Communist Party Falls Below 5% Threshold In Kantar Opinion Polls For The First Time
The opinion poll, carried out by Kantar CZ, marks a new record low for the Communist Party of Bohemia and Moravia (KSCM), and reflects a number of factors that are squeezing the party’s support. Photo: KSCM / Facebook.
Brno, Sep 11 (BD) – The most recent polling data from pollster Kantar CZ, which carried out its fieldwork from 10-30 August, suggests that KSCM has fallen below the all-important 5% threshold required to secure representation in the Chamber of Deputies, receiving only 4.5% of stated voting intention among the 1,200 data sample. Although the smaller polling research organisation Phoenix Research also published data with KSCM under the 5% mark last December, the recent data represents the first time in the history of the Czech Republic that one of the main four Czech pollsters, who publish monthly reports of their research, have found support for KSCM under this level.
The poll also found that the ruling ANO Movement was maintaining its lead on 30%, with the Pirate Party second on 17%, and ODS third on 14.5%. According to the poll, four other parties would also make it into the Chamber.
While a single poll does not necessarily indicate a concrete trend, and the 4.5% figure is well within the margin of error, the result is part of a gradual decline of support for KSCM, and reflects a number of factors that are causing this decline. Since the transition to democracy, when it was thought that there was no need to ban the party as its support would naturally wither away with time, support for the party has nonetheless fluctuated between 10% and 20%, reaching a high watermark in the 2002 elections when the party won 41 of the 200 seats in the Chamber.
There was great concern among Czech liberals after the last elections in 2017, as the Communist Party ended up providing support for Andrej Babis’s minority coalition government, a first since they lost power in 1989. However, this disquiet masked the fact that the party’s support had fallen to a record low of 7.8%, losing over half their seats. This is partly because the party now faces a demographic challenge, as the majority of its supporters are now over 60 and previous supporters are passing away.
An even more serious problem for the party is that new parties have appeared in recent years that directly challenge KSCM for their support base; since the last election voters have continued to turn away from KSCM towards Babis’s ANO Movement, which has increased pensions and social benefits for the elderly in order to appeal directly to poorer elderly voters, and new far-right parties such as SPD and Vaclav Klaus ml.’s Tricolor movement, which share KSCM’s socially conservative and anti-EU platform. Meanwhile, the party’s more ideological “true believers” also have reason to feel disillusioned.
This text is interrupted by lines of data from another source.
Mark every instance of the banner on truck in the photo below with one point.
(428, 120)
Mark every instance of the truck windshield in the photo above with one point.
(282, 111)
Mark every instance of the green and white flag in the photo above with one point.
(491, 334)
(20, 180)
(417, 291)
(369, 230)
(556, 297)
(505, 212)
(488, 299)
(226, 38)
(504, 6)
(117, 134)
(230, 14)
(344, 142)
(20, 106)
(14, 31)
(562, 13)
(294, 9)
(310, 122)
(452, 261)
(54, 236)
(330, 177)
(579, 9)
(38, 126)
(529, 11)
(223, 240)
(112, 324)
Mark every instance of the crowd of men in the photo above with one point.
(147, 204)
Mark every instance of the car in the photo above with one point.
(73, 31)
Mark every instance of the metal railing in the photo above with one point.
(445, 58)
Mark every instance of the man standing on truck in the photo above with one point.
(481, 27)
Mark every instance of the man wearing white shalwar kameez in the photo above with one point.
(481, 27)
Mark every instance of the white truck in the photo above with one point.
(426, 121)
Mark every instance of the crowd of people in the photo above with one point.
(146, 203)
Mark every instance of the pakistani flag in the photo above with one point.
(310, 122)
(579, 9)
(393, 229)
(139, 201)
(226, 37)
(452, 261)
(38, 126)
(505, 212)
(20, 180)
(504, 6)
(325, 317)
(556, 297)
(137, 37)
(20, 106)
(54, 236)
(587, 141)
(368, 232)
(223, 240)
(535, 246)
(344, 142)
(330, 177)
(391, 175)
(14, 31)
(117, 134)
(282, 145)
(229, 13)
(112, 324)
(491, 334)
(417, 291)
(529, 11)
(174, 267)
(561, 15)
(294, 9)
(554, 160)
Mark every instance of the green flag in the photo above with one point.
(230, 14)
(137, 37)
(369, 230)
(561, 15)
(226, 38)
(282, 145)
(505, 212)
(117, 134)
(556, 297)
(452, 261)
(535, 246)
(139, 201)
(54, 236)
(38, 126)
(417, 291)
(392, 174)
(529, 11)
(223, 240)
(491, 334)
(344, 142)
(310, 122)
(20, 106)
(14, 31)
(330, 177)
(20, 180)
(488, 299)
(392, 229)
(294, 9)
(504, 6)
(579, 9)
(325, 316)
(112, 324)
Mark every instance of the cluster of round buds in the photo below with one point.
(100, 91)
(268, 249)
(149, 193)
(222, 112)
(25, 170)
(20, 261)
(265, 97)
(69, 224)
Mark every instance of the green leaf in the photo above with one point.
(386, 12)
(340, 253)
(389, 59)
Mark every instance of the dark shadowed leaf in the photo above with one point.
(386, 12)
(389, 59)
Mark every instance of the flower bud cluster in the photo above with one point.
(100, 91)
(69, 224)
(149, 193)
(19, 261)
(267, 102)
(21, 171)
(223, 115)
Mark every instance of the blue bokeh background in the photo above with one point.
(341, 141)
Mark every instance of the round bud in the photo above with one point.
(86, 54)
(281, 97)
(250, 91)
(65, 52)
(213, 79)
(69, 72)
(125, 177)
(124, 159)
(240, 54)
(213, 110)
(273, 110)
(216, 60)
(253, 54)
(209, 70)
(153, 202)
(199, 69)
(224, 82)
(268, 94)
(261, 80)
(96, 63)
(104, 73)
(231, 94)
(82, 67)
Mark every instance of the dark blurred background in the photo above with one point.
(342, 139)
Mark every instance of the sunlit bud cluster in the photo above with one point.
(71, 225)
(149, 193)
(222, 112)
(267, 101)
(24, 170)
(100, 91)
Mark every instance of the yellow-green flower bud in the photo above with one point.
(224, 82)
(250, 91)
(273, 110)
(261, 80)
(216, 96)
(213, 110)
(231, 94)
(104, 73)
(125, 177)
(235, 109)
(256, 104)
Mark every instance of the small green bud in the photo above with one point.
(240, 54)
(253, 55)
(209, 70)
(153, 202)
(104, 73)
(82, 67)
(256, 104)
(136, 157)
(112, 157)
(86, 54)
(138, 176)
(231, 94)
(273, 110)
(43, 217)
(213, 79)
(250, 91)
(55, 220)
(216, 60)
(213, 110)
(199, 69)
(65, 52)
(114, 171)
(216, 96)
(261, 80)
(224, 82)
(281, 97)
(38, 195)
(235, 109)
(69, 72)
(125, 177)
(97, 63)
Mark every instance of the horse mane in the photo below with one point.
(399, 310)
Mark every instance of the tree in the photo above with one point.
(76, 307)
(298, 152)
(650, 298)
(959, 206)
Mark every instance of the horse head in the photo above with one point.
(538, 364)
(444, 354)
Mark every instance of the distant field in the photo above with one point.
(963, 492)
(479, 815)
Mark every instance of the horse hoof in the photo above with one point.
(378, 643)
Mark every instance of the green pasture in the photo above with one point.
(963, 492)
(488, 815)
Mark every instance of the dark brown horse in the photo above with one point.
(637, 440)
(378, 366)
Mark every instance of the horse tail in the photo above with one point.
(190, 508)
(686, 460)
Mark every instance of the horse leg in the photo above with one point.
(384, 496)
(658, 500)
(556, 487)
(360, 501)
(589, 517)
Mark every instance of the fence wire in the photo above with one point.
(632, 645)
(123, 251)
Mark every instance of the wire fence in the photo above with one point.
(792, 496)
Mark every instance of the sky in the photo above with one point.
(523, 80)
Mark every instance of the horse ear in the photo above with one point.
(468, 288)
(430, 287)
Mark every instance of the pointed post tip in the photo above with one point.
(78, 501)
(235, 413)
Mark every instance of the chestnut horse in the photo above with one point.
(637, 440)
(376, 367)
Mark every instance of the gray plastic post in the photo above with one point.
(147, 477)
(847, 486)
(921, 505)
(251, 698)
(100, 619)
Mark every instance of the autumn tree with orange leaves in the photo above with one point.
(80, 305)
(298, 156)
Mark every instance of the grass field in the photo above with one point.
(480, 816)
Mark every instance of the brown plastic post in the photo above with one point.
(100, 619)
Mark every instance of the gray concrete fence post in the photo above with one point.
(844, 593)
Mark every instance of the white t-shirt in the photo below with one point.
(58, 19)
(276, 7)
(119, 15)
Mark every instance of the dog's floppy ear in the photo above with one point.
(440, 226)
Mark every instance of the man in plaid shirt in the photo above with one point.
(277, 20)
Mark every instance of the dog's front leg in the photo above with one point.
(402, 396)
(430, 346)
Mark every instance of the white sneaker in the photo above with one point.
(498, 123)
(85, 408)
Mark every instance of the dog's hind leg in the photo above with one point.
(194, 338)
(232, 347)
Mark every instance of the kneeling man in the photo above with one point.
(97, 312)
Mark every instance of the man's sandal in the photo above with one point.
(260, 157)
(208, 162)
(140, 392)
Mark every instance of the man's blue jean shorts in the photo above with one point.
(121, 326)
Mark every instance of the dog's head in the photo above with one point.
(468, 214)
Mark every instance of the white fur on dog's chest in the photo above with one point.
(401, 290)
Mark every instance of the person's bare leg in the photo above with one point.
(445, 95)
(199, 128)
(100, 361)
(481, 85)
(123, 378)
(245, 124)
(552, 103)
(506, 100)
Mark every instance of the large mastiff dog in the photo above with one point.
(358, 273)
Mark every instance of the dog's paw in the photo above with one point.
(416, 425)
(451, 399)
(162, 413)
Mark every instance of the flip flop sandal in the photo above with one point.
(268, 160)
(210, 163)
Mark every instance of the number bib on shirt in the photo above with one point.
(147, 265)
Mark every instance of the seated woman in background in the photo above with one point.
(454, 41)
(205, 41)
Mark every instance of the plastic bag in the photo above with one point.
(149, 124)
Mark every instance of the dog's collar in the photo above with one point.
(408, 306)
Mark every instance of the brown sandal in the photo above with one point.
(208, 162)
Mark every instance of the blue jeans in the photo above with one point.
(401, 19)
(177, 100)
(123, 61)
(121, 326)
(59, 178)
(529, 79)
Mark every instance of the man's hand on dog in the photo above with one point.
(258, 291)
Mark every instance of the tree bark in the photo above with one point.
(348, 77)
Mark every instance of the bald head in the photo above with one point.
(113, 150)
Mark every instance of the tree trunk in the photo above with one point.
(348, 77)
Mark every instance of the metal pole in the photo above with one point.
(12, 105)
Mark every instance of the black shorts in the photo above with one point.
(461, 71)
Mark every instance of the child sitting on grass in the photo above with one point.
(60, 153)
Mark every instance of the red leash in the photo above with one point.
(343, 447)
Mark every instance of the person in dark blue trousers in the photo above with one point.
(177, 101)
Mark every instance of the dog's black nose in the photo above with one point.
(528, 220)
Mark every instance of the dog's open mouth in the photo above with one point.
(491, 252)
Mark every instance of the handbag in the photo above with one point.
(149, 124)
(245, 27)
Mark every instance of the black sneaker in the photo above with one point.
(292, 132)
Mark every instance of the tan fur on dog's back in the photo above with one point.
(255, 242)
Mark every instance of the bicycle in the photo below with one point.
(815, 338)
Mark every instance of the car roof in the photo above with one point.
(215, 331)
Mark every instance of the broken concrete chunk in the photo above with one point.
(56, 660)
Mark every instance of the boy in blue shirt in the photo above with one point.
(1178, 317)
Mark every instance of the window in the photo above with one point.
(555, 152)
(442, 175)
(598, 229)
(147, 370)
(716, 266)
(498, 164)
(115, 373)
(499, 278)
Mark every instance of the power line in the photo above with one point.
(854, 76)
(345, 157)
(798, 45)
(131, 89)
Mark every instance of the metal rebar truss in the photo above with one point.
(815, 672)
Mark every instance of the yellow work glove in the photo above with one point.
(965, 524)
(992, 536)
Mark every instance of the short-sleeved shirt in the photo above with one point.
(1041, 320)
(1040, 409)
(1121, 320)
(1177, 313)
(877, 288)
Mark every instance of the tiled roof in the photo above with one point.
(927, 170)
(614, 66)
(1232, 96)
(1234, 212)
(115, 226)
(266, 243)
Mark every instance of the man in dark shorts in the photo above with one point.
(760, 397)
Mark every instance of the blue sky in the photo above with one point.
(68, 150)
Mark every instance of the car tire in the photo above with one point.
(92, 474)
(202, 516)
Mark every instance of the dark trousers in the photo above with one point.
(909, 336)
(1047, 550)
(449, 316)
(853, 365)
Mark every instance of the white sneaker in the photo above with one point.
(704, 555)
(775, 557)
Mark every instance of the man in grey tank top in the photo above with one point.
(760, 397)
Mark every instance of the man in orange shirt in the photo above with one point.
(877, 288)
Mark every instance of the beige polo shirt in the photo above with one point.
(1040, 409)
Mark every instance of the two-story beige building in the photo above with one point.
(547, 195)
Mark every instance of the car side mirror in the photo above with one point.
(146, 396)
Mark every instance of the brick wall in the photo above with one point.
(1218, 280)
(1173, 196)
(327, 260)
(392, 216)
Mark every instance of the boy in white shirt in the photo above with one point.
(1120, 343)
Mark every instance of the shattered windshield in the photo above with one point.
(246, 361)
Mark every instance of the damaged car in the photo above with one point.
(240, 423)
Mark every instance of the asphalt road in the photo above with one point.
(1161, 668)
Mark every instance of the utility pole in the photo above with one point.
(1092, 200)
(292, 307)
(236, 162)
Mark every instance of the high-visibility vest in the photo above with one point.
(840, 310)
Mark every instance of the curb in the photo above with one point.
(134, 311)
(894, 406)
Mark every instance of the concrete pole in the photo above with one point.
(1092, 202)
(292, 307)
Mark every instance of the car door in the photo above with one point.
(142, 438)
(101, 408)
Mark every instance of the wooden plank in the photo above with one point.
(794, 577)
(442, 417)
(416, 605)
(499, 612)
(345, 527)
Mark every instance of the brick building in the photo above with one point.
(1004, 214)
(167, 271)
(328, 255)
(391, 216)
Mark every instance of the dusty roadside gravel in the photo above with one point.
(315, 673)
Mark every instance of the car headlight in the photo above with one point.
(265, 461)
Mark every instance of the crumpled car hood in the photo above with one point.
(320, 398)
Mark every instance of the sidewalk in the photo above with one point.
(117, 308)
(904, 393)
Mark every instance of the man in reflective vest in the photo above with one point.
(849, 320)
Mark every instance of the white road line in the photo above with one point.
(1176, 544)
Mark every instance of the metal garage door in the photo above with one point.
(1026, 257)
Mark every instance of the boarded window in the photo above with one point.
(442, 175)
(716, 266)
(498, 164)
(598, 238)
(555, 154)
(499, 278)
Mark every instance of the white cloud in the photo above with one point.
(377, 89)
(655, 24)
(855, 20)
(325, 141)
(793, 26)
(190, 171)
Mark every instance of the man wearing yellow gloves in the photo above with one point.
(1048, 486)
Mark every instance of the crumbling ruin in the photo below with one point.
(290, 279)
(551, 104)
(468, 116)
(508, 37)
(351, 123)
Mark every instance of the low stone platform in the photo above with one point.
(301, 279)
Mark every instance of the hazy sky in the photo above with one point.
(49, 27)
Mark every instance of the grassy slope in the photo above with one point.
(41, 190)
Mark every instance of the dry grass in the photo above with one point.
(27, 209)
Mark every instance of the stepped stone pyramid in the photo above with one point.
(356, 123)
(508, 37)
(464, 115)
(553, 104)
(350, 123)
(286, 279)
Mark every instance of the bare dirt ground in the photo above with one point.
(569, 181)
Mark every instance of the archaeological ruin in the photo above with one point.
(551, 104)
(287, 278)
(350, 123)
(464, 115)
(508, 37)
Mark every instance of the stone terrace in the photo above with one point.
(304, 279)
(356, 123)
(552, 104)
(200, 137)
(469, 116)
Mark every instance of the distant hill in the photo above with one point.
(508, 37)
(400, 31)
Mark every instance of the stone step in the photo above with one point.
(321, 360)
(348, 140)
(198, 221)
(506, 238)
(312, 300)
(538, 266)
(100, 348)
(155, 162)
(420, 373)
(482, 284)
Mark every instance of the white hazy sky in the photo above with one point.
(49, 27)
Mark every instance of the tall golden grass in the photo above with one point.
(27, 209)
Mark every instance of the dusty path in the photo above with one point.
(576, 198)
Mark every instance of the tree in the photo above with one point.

As political scientist Jiří Pehe pointed out in a recent interview with Radio Prague: “I would assume that those people may not be entirely happy with the fact that their party supports a billionaire, a man that a few decades ago would have been called a class enemy.” For all these reasons, it now seems possible that, some decades after their demise was predicted by the Czech Republic’s new democratic political establishment, the Communists may finally become the next victim of the ever-changing Czech political landscape.